Clients no longer waste time exhausting community services first. The Daat also streamlined the budget management process, ensuring it was never wildly under- or over-spent. It even managed to target under-spend elsewhere in the treatment system to resi rehab. It aims for 10% of new treatment journeys getting to rehab.
Rehab outcomes were also improved by ensuring a more varied list of service providers, better client matching and preparation for rehab and better contracting, including price, with the rehabs being used.
Working with a Daat – and a whole treatment system, rather than one provider – was very interesting because it was clear that most of the professionals could not navigate the system either. New care pathways were required and these were publicised throughout the treatment system. User groups were told about them, as they also found it hard to advocate for people who wanted rehab and abstinence. They had not been geared up for it, did not know the rules, and were very ‘script’ oriented.
Useful guidance – there is a lot from the NTA, which is not widely publicised and thus not widely used. Some is a bit out of date, but it could improve commissioning of resi rehab and help rehabs to press the case for their clients, and improve their own practice. Guides include:
Local substance misuse partnerships should review current care pathways, assessment and decision-making processes relating to resi rehab and/or tier4 in general, with the aim of at least 10% of all new treatment journeys getting access to resi rehab – and perhaps apportioning 10-15% of Daat resources. Following on from this…
l Any client on methadone for four or more years should get the chance to apply for detox/ rehab as a priority.
l Any one starting out on a drug-using career, where treatment gains can be quickly consolidated should be assessed for detox/rehab and, where appropriate, offered the opportunity to go to resi rehab.
l Any stimulant user in a tier-2/3 service should be given the chance to apply for a rehab assessment/ placement.

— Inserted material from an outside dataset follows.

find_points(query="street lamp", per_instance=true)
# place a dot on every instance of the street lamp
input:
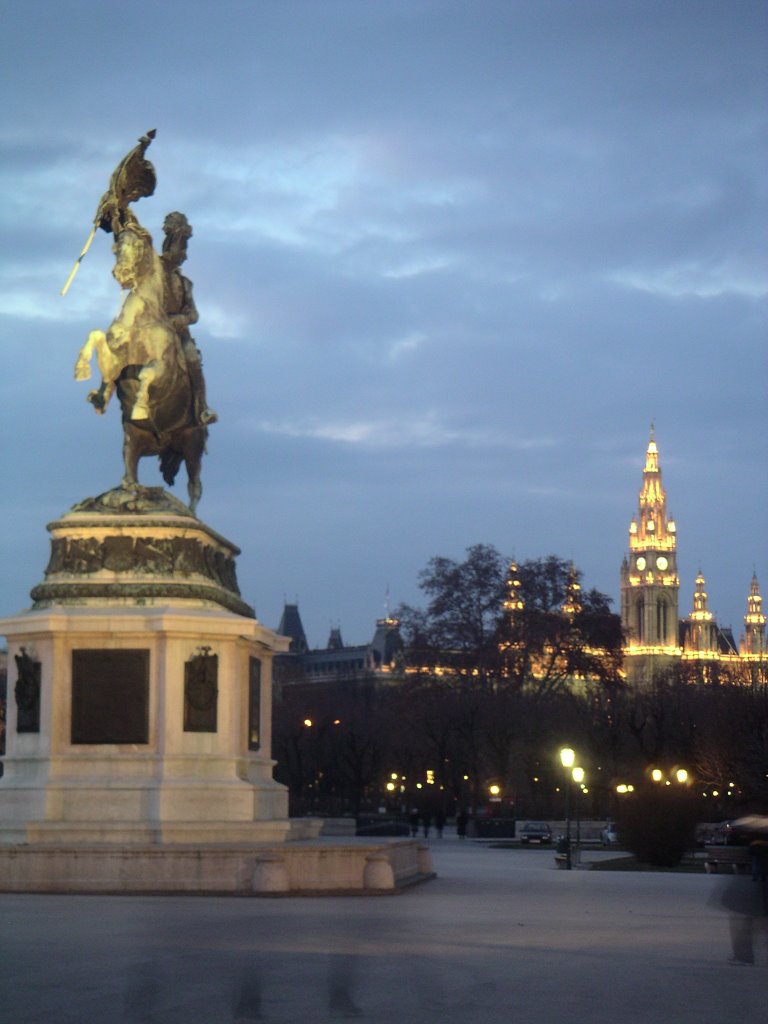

l There should be workforce development training relating to tier-4 assessment and care planning.
l There should be a transparent and realistic target for all patients wanting access to resi rehab – a ‘starter for 10’ might be no more than 6 weeks from a person asking for rehab as a treatment option to stepping through the door of a rehab if assessed as eligible.
l Serious consideration should be given to streamlining the funding of resi rehab. The Community Care Act came into force in the early 1990s, there were no Daats, no £millions spent on treatment and thus no treatment infrastructure. It made sense at that time to devolve the power to assess and treat people in need to local authority social work departments. But with a treatment infrastructure in place now, this should be reviewed and simplified.
I have achieved this on a local – county and unitary – level. It should not be beyond the current coalition to instigate this nationally.
The requirement to re-balance the treatment system in this country is real but it is not happening with the urgency required. Too much of the treatment budget is still spent on prescribing services. Local substance-misuse partnerships are fiddling round the edges as they try to build recovery, mutual aid groups and the like – sometimes only by changing names of existing practices.
I do hope that the message of the need for resi rehab and a rebalancing of the treatment system gets through.